The hearing of birds of prey is excellent, too. Santiago said when she wants to know what is going on outside, she takes Ty with her and watches his body language because he will let her know.
“I forget about the binoculars,” she said. “I take him out. I put him on my fist and watch him. He conveys to me all kinds of things. They communicate with you and they communicate the same way human beings do. That’s by body language. I know how to read him and he knows how to read me.”
Birds of prey are helpful to the environment because they eat and hunt things that are unsavory and considered pests. Along with hunting and killing snakes, mice, rats and other small pests, birds of prey will eat roadkill.
“Not only do they eat roadkill but they can eat dead animals with some kinds of diseases like bovine anthrax and rabies, and they don’t get the diseases,” Santiago said. “They’re like an environmental vacuum cleaner. Probably the most important thing of all that they do is they are what are know as environmental indicators. They’re at the top of the food chain as predators. They’re very sensitive to toxins in the environment. When they start to die or they can’t reproduce, or they are getting sick, they are telling us that the environment is toxic.”
While birds of prey are resilient, Santiago said they aren’t invincible. She asked that if anyone uses poison to control the rat or mouse population to stop using that item because it is usually a slow acting poison. On many occasions, people have brought Santiago birds that have been poisoned by mice or rats that consumed poison.
Ty came to Santiago as the result of a car accident that paralyzed his right wing.
“As a red-tailed hawk, he liked to hunt from up high in a tree next to a roadway because that open roadway is like a buffet down there,” Santiago said. “He saw a nice mouse, swooped down, and he doesn’t understand about looking both ways. He got hit by a car. It didn’t break the wing, but bent it way back and did severe nerve damage and paralyzed the wing for life.”
While Ty can no longer fly, he is still active and is a fast runner and can leap long distances.

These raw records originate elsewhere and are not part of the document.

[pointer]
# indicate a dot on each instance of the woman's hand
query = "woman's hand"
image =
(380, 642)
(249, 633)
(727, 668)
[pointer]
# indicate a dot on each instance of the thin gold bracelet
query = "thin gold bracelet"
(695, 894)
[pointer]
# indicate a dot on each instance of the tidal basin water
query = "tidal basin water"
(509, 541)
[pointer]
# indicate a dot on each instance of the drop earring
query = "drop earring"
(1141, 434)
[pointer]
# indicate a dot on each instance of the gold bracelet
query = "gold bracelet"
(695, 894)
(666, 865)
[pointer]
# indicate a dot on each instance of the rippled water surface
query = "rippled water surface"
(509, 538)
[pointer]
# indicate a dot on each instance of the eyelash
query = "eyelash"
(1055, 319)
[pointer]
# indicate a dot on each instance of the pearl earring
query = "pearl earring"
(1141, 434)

“Although he cannot fly, he can still get to the top of the tallest tree because he can climb with his talons,” Santiago said. “He can jump seven feet in one leap on a horizontal. That would be proportionally equivalent to a six-foot man taking a leap and going 25 feet from a standing position. That’s how powerful he is. He gets along just fine.”
Doc, the broad-winged hawk came to Santiago after he was hit by a car. He suffered a severe concussion and was starving to death when she rescued him. He contracted a fungal infection in his lungs which left him incapable of migrating.

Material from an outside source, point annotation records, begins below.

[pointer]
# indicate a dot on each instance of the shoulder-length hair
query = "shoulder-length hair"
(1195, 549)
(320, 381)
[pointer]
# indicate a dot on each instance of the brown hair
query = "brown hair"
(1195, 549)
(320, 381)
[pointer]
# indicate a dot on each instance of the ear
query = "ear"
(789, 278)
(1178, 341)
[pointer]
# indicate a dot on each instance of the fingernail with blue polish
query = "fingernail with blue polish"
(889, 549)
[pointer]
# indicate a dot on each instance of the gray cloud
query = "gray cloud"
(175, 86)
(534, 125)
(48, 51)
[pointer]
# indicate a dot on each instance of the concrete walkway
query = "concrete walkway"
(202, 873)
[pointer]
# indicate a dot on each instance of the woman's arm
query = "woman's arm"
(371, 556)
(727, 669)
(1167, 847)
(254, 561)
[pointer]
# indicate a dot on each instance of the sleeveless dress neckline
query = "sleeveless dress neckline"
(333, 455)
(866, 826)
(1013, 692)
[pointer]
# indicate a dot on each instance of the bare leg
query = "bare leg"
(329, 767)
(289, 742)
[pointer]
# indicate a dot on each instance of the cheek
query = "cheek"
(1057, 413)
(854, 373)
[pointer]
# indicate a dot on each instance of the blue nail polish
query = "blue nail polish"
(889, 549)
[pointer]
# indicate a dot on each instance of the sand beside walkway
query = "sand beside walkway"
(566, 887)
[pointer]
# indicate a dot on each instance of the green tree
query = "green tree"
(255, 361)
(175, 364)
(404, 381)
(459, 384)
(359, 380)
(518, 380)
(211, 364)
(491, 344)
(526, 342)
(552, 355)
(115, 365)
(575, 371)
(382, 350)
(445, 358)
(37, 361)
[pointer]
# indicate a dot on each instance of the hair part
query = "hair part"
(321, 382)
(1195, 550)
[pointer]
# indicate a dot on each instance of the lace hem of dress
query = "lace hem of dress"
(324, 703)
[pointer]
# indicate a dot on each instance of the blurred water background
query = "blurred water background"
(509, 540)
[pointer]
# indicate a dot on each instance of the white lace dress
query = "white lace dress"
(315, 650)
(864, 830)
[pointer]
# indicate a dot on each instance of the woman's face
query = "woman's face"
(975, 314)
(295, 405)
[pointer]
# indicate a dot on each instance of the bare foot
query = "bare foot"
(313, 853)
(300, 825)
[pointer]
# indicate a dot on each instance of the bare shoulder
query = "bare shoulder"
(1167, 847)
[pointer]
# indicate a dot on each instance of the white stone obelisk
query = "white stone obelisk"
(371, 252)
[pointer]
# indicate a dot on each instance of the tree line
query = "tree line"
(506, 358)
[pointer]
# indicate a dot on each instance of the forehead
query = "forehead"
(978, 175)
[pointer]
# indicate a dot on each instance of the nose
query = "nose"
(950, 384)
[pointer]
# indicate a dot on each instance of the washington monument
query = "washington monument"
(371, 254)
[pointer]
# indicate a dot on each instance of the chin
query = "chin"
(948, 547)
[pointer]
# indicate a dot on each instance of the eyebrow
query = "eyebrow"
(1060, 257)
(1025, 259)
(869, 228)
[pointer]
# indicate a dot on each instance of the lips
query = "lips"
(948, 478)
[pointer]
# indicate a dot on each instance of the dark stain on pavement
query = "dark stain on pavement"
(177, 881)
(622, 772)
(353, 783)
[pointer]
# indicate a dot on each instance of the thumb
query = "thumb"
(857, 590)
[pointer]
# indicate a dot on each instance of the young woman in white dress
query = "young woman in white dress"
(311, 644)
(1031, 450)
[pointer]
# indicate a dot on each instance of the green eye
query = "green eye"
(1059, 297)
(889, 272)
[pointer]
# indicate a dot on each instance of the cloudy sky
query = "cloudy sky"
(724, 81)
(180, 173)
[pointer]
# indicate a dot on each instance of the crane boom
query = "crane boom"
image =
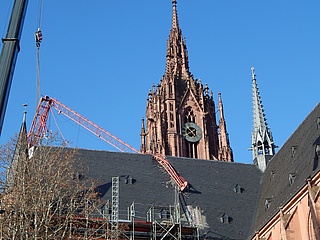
(9, 53)
(38, 130)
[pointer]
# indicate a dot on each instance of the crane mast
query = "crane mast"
(38, 131)
(9, 53)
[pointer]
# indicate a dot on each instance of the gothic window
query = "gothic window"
(171, 106)
(190, 117)
(260, 150)
(266, 148)
(170, 89)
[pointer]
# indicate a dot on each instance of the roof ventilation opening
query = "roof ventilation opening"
(129, 180)
(293, 151)
(225, 218)
(292, 177)
(238, 189)
(272, 175)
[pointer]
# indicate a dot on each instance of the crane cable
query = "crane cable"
(38, 39)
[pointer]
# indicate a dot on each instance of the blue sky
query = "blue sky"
(100, 58)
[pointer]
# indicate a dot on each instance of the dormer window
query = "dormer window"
(267, 204)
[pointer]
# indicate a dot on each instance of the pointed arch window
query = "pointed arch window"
(190, 116)
(260, 148)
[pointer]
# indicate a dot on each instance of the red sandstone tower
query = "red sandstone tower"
(180, 113)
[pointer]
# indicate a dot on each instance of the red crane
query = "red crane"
(39, 128)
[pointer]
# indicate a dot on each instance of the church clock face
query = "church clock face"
(191, 132)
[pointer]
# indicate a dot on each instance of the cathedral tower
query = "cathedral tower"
(180, 114)
(263, 147)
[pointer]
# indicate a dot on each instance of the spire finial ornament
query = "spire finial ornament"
(253, 75)
(174, 15)
(25, 105)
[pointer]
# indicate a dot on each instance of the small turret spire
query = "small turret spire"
(225, 151)
(143, 137)
(175, 23)
(263, 147)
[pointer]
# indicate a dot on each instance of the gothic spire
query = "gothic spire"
(259, 120)
(177, 54)
(225, 151)
(263, 147)
(175, 24)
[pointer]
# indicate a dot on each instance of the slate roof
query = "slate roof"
(289, 169)
(213, 185)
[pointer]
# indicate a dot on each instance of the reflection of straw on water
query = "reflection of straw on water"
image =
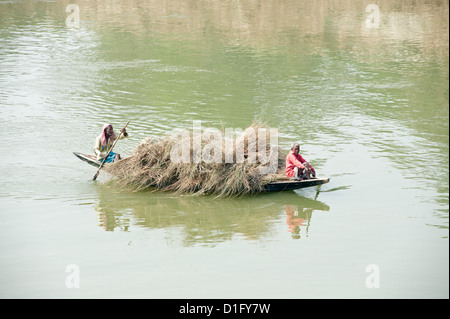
(151, 166)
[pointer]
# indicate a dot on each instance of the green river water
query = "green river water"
(367, 98)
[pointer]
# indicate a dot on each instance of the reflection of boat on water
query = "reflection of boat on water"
(297, 217)
(278, 183)
(203, 219)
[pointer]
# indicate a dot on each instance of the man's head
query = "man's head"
(295, 148)
(109, 130)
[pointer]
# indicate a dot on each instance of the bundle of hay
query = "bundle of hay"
(152, 166)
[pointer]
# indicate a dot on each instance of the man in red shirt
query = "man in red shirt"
(296, 166)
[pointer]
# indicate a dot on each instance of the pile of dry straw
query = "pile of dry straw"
(151, 167)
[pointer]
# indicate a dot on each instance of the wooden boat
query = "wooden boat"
(275, 183)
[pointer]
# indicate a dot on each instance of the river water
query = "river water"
(366, 95)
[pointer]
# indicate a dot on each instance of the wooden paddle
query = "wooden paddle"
(104, 159)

A rare bird of prey to find in West Virginia is the Merlin Falcon. Santiago said that she has only seen two and is now in possession of one named Zukias. Merlins do not live in West Virginia. They merely pass through during migration and like the others, Zukias was struck by a vehicle and left with an injured wing.
The last bird of prey Santiago shared was a eastern screech owl named Obediah or “Obie.” Obie was napping during the presentation because he is nocturnal. Obie was also hit by a car and now lives with Ty, Doc and Zukias.
Santiago explained that she grew up in New York City, in Spanish Harlem, so she was never exposed to birds of prey except on television.
“I tell people my heart was made for this because it doesn’t make any sense that I would want to do this,” she said. “I grew up with roaches and pigeons and rats. But when I would see on TV birds of prey, they just did something for me. It’s my passion. I think we all have that within us about something and it’s how we excel.”
Santiago said that she is in the process of adopting a Bald Eagle which she hopes to acquire to enhance her visits with wounded soldiers through the Wounded Warriors project.